THE NEARNESS OF THE NATIVITY:

CHRISTMAS AND THE DIVINE PROXIMITY (George Weigel, 12 . 21 . 16, First Things)

Loneliness is the modern predicament and it's getting worse. I was recently in New York, and as walking is the only way get around traffic-choked Manhattan, I hoofed it. And what powerfully struck me is how isolated the denizens of the Concrete Jungle are--and are by choice. For the vast majority of people you bump into (sometimes literally) on the sidewalks of New York are living inside their own reality: Pod World, I started calling it when the iPod was all the rage. Today, there are very few New York pedestrians to be found without ear buds of some sort stuck into their heads. The iPod is ancient history, but the buds are still there, and so is the isolation.

Social media is no antidote to this isolation, for tweets or Facebook postings (not to mention comment threads beneath online articles) are not substitutes for real conversation. In many cases, I fear, they intensify the loneliness and the self-absorption from which it often springs.

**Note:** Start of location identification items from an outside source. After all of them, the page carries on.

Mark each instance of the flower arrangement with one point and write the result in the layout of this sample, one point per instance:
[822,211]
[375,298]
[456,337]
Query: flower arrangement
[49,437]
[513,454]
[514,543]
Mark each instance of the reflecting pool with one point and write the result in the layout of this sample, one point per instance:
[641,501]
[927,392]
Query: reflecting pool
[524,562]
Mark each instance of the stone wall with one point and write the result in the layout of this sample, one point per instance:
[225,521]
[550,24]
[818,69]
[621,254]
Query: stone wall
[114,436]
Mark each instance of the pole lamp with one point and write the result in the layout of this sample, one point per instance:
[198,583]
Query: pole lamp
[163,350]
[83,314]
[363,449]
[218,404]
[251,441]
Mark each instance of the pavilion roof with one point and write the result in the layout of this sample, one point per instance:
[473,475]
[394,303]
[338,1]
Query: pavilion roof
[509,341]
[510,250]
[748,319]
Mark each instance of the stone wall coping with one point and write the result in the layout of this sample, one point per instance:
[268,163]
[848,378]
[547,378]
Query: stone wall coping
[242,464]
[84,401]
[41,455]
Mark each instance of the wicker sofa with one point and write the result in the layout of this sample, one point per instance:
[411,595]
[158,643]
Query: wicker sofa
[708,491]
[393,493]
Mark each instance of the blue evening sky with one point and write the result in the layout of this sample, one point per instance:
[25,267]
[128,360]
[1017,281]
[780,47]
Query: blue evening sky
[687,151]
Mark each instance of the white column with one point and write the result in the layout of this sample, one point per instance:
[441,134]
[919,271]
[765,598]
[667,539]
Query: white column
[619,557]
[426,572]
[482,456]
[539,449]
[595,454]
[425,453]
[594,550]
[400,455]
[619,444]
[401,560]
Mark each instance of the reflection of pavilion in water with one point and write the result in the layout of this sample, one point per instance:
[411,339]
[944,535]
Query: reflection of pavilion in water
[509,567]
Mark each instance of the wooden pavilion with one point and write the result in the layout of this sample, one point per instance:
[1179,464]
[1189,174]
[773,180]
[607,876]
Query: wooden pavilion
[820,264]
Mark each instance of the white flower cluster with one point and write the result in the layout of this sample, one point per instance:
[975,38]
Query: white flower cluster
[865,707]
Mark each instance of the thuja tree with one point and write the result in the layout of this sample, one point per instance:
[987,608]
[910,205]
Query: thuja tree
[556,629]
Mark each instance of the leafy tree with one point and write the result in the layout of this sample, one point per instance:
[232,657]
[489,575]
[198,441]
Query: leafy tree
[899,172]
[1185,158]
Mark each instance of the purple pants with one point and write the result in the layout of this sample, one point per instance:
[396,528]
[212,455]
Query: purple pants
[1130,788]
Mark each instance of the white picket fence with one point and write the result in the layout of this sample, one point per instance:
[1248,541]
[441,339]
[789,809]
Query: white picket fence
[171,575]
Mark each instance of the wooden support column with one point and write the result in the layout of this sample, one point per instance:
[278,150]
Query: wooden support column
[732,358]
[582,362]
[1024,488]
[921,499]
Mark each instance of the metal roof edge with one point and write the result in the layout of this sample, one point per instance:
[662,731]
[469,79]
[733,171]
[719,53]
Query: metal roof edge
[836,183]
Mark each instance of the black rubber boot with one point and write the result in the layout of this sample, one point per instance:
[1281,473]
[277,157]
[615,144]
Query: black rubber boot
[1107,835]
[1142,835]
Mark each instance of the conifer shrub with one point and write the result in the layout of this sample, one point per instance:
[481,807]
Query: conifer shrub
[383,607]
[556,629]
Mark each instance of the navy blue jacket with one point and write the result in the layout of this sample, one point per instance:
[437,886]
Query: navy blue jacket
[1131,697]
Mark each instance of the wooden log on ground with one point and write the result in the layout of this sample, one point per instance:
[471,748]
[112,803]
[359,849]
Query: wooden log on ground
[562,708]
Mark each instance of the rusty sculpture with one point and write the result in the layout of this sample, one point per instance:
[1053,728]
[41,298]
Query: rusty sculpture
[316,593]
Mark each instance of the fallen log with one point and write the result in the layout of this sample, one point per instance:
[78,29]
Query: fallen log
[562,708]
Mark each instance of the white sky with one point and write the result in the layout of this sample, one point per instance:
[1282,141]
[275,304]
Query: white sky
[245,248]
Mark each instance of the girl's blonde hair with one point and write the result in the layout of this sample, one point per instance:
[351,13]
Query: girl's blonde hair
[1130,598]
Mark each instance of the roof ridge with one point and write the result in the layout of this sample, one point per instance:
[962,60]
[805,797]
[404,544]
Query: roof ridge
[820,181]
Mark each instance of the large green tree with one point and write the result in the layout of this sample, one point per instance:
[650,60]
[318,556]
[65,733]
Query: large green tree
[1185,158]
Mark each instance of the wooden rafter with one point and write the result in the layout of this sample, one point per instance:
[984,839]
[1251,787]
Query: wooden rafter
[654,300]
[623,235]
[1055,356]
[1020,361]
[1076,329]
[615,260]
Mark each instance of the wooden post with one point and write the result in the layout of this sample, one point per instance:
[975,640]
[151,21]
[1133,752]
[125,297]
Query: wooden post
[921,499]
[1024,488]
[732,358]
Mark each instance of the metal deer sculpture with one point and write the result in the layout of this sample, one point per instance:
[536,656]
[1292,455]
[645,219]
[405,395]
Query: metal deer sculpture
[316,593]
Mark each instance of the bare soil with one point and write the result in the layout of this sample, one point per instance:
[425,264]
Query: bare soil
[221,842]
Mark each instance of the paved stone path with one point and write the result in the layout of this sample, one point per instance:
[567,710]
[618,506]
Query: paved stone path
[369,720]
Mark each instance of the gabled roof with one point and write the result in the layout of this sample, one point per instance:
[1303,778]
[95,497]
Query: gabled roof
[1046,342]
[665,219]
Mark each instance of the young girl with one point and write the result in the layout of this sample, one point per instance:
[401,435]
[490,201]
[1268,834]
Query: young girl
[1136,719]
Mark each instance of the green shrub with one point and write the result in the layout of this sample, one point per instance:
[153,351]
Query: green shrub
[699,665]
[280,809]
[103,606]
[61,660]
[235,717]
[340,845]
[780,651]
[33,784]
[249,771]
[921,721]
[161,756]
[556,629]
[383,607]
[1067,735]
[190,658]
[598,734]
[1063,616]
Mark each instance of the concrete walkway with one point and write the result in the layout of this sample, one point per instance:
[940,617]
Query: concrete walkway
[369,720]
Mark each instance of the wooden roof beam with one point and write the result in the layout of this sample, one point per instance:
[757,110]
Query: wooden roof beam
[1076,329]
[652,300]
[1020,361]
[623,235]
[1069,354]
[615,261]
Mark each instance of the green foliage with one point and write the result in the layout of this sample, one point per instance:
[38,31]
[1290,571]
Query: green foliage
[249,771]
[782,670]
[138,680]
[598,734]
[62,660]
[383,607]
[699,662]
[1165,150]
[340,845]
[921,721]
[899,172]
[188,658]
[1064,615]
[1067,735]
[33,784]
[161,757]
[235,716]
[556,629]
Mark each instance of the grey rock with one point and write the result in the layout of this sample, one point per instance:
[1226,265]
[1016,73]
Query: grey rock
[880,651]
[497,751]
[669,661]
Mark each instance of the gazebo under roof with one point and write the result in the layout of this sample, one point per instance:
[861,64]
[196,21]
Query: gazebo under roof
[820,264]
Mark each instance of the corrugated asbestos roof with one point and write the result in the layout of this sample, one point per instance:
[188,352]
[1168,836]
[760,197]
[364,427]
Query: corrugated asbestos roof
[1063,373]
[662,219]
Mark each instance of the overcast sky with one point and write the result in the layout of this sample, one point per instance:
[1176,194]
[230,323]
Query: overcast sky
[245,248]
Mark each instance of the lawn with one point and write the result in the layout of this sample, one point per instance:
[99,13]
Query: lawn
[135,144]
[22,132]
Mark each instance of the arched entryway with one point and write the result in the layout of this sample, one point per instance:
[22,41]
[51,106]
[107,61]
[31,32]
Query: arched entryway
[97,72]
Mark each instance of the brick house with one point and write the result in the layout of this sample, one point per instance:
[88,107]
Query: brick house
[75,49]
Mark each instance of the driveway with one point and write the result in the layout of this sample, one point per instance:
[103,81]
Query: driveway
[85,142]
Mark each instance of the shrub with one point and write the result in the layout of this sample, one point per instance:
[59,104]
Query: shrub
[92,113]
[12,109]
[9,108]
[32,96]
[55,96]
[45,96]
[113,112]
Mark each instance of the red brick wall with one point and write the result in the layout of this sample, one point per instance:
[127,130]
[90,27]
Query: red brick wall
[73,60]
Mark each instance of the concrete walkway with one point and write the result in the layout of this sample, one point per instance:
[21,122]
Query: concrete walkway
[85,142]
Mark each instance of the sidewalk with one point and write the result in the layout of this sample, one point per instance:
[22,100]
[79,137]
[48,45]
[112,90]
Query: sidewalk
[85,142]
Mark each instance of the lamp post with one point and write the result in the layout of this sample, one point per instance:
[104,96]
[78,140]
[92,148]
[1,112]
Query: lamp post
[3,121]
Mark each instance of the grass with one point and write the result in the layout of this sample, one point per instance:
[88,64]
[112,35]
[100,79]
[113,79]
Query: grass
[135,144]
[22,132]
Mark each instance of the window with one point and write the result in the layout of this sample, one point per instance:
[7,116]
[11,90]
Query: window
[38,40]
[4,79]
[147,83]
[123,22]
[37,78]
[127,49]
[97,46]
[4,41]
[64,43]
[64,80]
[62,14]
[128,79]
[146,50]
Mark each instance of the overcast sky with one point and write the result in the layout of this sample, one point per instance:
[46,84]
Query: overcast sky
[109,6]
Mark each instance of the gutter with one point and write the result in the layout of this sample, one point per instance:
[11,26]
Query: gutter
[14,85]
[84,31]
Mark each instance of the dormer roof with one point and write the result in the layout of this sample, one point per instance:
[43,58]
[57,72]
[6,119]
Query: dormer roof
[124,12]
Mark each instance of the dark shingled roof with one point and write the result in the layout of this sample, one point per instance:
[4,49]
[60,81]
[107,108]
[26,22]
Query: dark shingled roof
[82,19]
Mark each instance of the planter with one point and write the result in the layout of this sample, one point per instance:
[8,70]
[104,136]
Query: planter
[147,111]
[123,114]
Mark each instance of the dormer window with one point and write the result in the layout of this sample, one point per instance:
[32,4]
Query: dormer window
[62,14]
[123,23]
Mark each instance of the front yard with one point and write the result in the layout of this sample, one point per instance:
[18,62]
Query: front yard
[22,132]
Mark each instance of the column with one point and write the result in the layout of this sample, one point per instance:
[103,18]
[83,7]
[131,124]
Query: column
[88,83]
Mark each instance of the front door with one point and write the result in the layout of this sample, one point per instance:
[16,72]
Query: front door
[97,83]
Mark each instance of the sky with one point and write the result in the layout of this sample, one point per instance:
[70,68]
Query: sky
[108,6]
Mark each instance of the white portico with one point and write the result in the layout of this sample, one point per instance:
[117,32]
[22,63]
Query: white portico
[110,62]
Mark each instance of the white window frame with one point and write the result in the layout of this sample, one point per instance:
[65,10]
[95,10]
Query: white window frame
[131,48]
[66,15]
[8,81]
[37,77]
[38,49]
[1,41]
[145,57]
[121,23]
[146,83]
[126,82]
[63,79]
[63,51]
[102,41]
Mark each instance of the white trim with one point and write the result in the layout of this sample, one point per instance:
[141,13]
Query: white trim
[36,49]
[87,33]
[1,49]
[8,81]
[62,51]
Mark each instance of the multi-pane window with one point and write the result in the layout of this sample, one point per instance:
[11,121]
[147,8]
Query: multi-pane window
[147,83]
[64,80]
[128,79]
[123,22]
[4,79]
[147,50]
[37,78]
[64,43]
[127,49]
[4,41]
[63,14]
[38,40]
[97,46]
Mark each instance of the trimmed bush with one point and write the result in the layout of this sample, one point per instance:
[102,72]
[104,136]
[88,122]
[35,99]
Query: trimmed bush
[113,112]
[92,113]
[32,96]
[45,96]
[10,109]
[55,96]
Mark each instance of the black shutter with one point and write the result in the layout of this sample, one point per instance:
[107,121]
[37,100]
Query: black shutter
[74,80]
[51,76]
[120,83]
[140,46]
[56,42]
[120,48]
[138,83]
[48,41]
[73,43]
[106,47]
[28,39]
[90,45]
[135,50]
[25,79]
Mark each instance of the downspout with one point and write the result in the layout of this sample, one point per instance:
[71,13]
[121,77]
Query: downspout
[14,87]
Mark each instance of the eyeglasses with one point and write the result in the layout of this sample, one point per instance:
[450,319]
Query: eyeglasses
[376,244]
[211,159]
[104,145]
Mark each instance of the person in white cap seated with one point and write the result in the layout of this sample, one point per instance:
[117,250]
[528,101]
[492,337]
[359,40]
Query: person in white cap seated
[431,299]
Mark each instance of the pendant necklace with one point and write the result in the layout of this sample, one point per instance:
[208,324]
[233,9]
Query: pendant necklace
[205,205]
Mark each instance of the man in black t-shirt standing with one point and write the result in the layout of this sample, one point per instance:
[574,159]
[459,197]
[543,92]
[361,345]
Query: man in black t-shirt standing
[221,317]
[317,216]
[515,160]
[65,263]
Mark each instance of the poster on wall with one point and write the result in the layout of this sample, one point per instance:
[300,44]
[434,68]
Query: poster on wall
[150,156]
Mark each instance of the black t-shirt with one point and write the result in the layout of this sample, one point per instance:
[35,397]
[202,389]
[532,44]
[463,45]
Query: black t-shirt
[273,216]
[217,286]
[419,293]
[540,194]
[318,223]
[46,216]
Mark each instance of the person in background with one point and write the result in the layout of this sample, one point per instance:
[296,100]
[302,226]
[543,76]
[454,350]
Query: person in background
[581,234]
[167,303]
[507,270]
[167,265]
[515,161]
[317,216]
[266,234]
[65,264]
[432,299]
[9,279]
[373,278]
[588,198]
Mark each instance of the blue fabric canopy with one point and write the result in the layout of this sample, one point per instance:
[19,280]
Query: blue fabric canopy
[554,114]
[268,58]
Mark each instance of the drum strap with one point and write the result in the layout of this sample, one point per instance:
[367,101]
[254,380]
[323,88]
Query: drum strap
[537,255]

Christmas reminds us what Christians have to say to this pervasive loneliness. We say "God is with us," as throughout the Christmas season we celebrate the divine answer to the Advent plea, "O come, o come Emmanuel." That plea did not go unrequited. We see the answer to it in the crèches in our homes. God is with us, not in awe and majesty, but in that most accessible of human forms, the baby who reaches out for our embrace.